Pielgrzymi z diecezji na jasnogórskich błoniach stawili się w sobotę 13 sierpnia po godzinie 8.00. Z diecezjalnego sanktuarium w Skrzatuszu wyszło ich 200. Po drodze, głównie w Gnieźnie, dołączyło jeszcze 50. Z grupą szło 11 kapłanów i 3 kleryków.
Galeria zdjęć "Gościa Niedzielnego" TUTAJ
- Pielgrzymka jest szkołą wiary, w którą zaangażowany jest cały człowiek, z duszą i z ciałem. Jestem z was dumny. Teraz wracacie do domów i trzeba, żeby ludzie was zauważyli, tzn. zobaczyli, że przychodzicie z Jasnej Góry, przemienieni, dotknięci Chrystusem. Doszliście, przechodząc dobrą szkołę, a ponieważ wiara jest pielgrzymowaniem, idźcie dalej - mówił biskup witając wchodzące grupy.
Ks. Marcin Kościński, dyrektor, przyznaje, że sama droga przebiegła w tym roku bez szczególnych trudności: - Nie było większych problemów zdrowotnych. Pogoda też dopisała, choć dzisiaj akurat delikatnie pada. Bardzo budująca była postawa uczestników pielgrzymki podczas Mszy św. Prawie wszyscy przystępowali do Komunii św.
Tematem przewodnim tegorocznej pielgrzymki były słowa Jezusa: "Będziecie moimi świadkami". - Chcieliśmy podprowadzić uczestników w tę tematykę przy pomocy konferencji głoszonych przez ludzi różnych stanów, czy zawodów - mówi ks.
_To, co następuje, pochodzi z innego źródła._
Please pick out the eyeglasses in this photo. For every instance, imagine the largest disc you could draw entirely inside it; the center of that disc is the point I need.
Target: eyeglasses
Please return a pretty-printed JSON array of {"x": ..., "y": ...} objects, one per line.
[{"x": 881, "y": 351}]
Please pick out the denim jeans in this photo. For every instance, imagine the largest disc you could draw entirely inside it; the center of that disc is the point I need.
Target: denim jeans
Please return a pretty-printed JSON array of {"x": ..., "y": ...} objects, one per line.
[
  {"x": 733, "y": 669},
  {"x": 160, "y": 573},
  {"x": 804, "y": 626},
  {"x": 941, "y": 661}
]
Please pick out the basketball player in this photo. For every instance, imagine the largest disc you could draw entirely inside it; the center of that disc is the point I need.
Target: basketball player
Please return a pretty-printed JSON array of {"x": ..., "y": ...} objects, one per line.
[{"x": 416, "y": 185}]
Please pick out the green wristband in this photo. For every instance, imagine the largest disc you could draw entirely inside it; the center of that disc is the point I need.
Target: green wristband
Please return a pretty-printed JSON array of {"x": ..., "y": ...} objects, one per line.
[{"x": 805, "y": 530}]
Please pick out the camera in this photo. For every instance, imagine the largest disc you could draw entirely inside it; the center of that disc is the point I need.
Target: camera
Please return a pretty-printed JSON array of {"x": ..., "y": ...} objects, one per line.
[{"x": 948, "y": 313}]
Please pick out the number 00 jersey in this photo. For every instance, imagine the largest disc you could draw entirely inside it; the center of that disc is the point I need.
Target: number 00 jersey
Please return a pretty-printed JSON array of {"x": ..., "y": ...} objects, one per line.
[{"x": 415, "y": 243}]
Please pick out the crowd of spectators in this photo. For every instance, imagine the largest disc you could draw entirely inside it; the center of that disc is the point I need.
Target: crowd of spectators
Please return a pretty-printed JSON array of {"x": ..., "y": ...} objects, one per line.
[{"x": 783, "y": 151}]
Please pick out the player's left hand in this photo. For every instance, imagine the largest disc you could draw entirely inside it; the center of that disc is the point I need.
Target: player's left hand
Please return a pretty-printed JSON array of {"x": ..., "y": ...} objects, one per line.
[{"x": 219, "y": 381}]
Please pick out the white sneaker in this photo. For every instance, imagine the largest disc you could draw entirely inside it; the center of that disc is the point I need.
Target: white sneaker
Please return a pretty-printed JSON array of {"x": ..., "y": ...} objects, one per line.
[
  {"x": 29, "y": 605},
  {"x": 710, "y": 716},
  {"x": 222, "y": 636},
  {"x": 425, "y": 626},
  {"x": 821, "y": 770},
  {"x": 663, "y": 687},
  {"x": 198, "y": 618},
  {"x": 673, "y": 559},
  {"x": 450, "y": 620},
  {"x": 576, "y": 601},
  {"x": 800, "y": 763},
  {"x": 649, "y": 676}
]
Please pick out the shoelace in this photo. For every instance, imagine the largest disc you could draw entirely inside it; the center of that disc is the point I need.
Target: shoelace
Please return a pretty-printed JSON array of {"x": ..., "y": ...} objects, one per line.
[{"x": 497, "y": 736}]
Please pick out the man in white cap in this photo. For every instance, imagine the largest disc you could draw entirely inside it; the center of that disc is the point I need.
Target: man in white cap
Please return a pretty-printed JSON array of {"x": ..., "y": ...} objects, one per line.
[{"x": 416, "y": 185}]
Marcin Kościński.
Konferencji nagranych wcześniej uczestnicy słuchali podczas drogi. Swoimi doświadczeniami wiary i dawania jej świadectwa w codzienności dzielili się m.in.: ksiądz, małżonkowie, rodzice, osoba samotna, przedsiębiorca, osoba uzależniona wychodząca z nałogu.
Po powitaniu przez biskupa, pielgrzymi przeszli do Kaplicy Cudownego Obrazu, a następnie wzięli udział w Eucharystii na jasnogórskich błoniach. W ten sposób jubileuszowa 40. Piesza Pielgrzymka Koszalińsko-Kołobrzeska dobiegła końca.